A study finds that X rewards hate speech that targets the Israel-Gaza war, and Elon Musk is accused of making money off of tragedy

The Center for Countering Digital Hate (CCDH), an anti-hate research group that beat Elon Musk’s court case to try to shut it down, is back with new research into Musk’s social media platform X (formerly Twitter). The study adds to previous research that looked at Musk’s effect on online speech by focusing on how the policy changes he made are actively rewarding hate speech posters with more views, more interactions, and even direct payments through X’s subscriber feature.

The newest study from CCDH is a case study that looks at the growth rates of ten influential accounts that pay for X Premium and have posted hate speech against Jews and/or Muslims since October 7, 2023, when Hamas attacked Israel. The report says that some of the accounts switched from posting COVID-19-related conspiracy theories to posting hate speech about war.

The study, called “Hate Pays: How X Accounts are Exploiting the Israel-Gaza Conflict to Grow and Profit,” looked at ten accounts. They are: Nick Hinkle; Censored Men; Jake Shields; Dr. Eli David; Radio Genoa; Ryan Dawson; Keith Woods; Way of the World; and Sam Parker.

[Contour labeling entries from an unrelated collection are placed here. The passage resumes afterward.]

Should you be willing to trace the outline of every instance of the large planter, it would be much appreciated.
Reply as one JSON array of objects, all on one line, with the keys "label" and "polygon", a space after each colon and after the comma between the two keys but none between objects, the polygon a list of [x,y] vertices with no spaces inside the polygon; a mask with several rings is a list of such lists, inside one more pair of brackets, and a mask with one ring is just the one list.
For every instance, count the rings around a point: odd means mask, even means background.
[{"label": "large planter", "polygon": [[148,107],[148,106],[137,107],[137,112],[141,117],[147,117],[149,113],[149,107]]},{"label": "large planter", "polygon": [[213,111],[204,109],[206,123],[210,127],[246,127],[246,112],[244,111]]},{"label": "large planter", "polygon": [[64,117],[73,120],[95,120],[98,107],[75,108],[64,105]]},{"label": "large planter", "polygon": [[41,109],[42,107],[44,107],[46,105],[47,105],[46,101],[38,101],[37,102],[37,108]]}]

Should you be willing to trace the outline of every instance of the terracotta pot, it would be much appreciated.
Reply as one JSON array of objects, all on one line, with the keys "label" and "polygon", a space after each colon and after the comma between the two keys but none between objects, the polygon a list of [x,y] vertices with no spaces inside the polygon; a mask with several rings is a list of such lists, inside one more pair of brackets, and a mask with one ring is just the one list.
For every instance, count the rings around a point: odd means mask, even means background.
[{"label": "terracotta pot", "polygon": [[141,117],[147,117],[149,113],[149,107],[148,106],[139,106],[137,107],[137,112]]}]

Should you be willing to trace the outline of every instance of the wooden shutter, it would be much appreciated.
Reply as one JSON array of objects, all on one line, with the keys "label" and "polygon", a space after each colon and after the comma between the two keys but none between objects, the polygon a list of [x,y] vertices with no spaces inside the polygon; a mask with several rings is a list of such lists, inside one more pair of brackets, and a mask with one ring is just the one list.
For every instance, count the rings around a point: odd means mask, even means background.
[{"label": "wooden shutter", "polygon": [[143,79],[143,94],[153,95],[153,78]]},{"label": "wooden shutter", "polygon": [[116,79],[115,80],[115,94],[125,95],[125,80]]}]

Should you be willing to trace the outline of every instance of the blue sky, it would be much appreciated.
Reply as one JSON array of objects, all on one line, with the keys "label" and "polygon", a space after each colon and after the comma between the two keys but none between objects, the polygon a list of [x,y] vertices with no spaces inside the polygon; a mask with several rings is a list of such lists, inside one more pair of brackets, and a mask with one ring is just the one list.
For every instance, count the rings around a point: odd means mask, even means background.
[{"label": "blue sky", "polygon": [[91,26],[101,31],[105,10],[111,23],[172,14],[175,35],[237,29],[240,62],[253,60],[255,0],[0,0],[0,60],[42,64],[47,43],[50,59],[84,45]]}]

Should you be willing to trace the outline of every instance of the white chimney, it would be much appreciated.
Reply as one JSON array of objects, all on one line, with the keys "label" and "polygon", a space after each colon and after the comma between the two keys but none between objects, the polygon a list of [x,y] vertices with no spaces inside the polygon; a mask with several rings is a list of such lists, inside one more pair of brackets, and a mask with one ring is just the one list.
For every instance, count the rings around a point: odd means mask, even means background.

The CCDH discovered that these accounts were able to gain more followers on X after posting hateful remarks about the war. The report talks about examples of hate speech that the accounts posted, like tweets that used antisemitic tropes like “blood libel” or tried to dehumanize Palestinians by drawing them as rats.

“In the four months before October 7th, each account slowly gained new followers, adding a total of about 1 million new followers.” However, they gained 4 million new followers in the four months after the conflict started, according to the CCDH. This is almost four times as much growth as in the four months before the conflict.

During that time, different accounts gained new followers at different rates. With a growth rate of 9.6, Dawson’s account outperformed Hinkle’s (8.3) and Parker’s (7.1). Way of the World, on the other hand, gained 1.7 times as many followers during that time.

The report includes a skewed history of the accounts that were tracked’s bad reputation. For instance, it claims that PayPal, YouTube, and WhatsApp are blocking Hinkle. Or the fact that the Censored Men (anonymous) account used to mostly post defenses of Andrew Tate, an influencer on toxic masculinity, but since October 7, it’s been focusing on the conflict between Israel and Gaza. Dawson, who doesn’t believe in the Holocaust and thinks Israel was behind the 9/11 attacks, was banned from X in the past but had his account reinstated in 2023 by Musk.